Особенно, если, скажем, дом поэта - "не настоящий", как, скажем, музей Гете во Франкфурте, попавший под авианалет в войну и потом воссозданный.
Томас Шмидт: Да, дом, где родился поэт, был уничтожен до первого этажа, восстановлен - и в нем практически ничего аутентичного не сохранилось. В таком случае, мне кажется, важнее всего передать атмосферу и дух места, "инсценировать" аутентичность. Дом-музей поэта Иоганна-Петера Хебеля, когда я пришел туда куратором, был переполнен предметами быта того времени, к поэту никак не относящимися. Так я заменил их тем, что впрямую касается Хебеля, например… кусками угля. И когда к ним подходят школьники - на весь зал звучат знаменитые "аллеманские стихи" поэта, написанные после посещения фабрики, о жизни рудокопов. Ребята рассматривают не стул или прялку - а находящийся здесь же лист рукописи, и он сам рассказывает о себе.
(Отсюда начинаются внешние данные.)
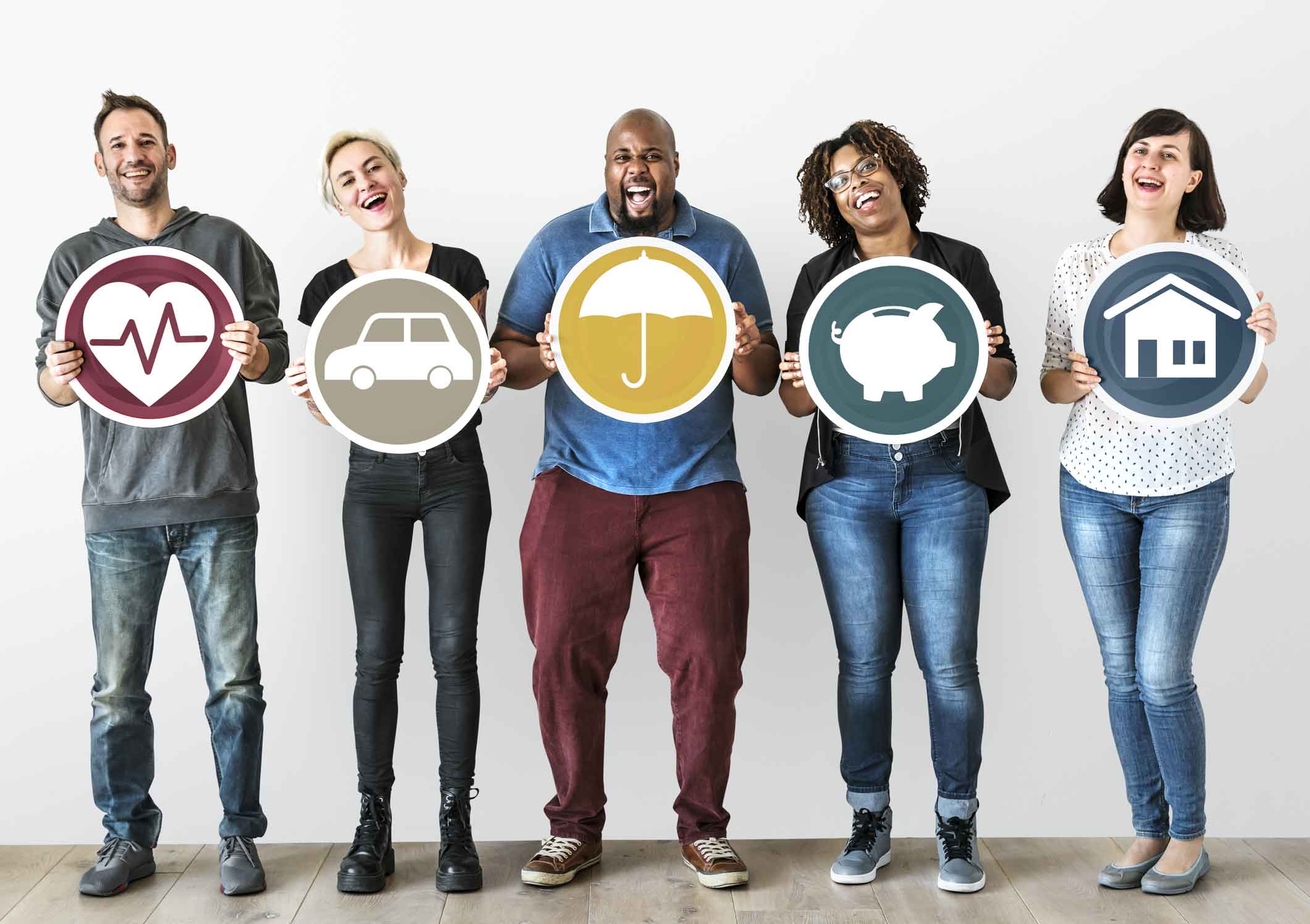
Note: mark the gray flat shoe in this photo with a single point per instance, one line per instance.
(1165, 884)
(1125, 877)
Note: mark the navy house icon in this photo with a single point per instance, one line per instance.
(1170, 329)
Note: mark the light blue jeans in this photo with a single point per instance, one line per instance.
(127, 571)
(1146, 566)
(901, 526)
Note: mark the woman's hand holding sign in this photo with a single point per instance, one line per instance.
(1263, 321)
(298, 380)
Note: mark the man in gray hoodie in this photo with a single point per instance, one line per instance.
(151, 493)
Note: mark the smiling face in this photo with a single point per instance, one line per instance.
(135, 158)
(367, 185)
(871, 205)
(641, 170)
(1159, 172)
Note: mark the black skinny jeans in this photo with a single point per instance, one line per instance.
(446, 489)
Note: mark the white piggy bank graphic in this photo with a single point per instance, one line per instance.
(895, 353)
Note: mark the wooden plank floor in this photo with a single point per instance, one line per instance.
(1029, 881)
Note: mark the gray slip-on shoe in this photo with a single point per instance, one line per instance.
(1125, 877)
(240, 871)
(958, 862)
(117, 863)
(1166, 884)
(868, 851)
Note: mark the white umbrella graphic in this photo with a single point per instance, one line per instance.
(645, 286)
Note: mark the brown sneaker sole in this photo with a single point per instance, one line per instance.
(737, 877)
(536, 878)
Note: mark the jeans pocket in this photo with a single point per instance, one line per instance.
(362, 460)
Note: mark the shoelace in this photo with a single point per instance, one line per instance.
(244, 844)
(715, 848)
(558, 848)
(865, 830)
(455, 817)
(369, 826)
(114, 848)
(957, 836)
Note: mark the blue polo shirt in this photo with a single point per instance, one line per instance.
(691, 450)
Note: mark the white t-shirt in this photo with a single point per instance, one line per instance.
(1101, 447)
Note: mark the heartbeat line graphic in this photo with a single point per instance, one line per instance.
(169, 320)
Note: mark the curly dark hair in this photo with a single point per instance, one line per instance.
(819, 209)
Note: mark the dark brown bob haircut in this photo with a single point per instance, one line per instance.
(1203, 208)
(112, 101)
(819, 209)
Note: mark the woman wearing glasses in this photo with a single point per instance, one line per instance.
(446, 490)
(1145, 509)
(897, 524)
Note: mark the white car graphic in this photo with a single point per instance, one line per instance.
(401, 346)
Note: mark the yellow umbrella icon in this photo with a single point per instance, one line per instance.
(645, 286)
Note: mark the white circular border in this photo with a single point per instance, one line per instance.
(877, 262)
(312, 368)
(659, 244)
(85, 275)
(1225, 403)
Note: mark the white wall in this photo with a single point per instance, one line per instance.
(501, 114)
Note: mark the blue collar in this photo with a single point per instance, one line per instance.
(684, 219)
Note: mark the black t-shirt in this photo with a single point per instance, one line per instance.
(452, 265)
(967, 264)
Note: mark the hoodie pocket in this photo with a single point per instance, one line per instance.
(198, 458)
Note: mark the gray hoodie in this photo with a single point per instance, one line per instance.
(203, 468)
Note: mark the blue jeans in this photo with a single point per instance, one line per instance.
(902, 526)
(127, 571)
(1146, 566)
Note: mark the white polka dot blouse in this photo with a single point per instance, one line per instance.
(1105, 450)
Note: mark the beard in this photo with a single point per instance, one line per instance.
(645, 226)
(143, 197)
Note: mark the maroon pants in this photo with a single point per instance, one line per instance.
(581, 547)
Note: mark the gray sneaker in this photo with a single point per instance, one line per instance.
(240, 871)
(1177, 884)
(869, 848)
(117, 863)
(959, 864)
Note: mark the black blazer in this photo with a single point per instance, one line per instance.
(967, 264)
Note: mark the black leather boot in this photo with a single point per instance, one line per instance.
(458, 867)
(370, 859)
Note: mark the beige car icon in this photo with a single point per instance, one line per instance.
(401, 346)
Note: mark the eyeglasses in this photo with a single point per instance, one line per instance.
(839, 181)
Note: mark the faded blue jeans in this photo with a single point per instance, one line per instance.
(902, 526)
(127, 571)
(1146, 566)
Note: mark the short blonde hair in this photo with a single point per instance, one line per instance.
(336, 143)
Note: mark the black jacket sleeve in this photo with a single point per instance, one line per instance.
(802, 296)
(983, 288)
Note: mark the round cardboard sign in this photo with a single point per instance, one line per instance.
(894, 349)
(644, 329)
(148, 321)
(1165, 328)
(397, 361)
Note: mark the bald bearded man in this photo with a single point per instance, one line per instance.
(659, 500)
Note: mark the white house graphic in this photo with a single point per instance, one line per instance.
(1170, 329)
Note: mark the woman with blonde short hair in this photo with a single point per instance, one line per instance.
(446, 490)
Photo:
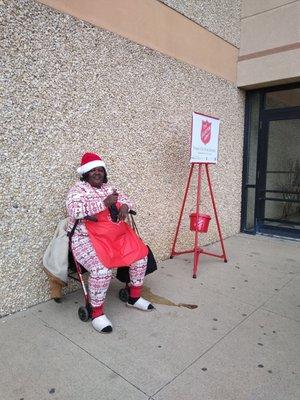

Мебель не так важна, как стихи?
Томас Шмидт: В России гораздо сильнее впечатлены своими поэтами, гораздо эмоциональнее относитесь к литературе, чем немцы. И музейных работников это касается в первую очередь. Здесь привязаны к каждому предмету, к каждому экспонату музея, независимо от того, имеет ли он прямое отношение к писателю, и такое возвышенное отношение к литературе повсюду. Впрочем, русским литературным музеям можно только позавидовать, они - абсолютно неотъемлемая часть культурного фона. Взять хотя бы Арбат - тут Пушкин, Аксаков, Герцен, Окуджава … А Переделкино!
На самом деле важно все…
Томас Шмидт: Главное, чтобы посетитель, восхищающийся творчеством писателя, согласился принять атмосферу музея как факт - да, это место подлинно, аутентично, поэт жил именно так. И куратор должен передать атмосферу подлинности. Хороший пример - музей Пастернака в Переделкине. Там на входе фото, где видно, как выглядел дом при жизни и через минуту, оглядевшись, понимаешь: это та самая мебель.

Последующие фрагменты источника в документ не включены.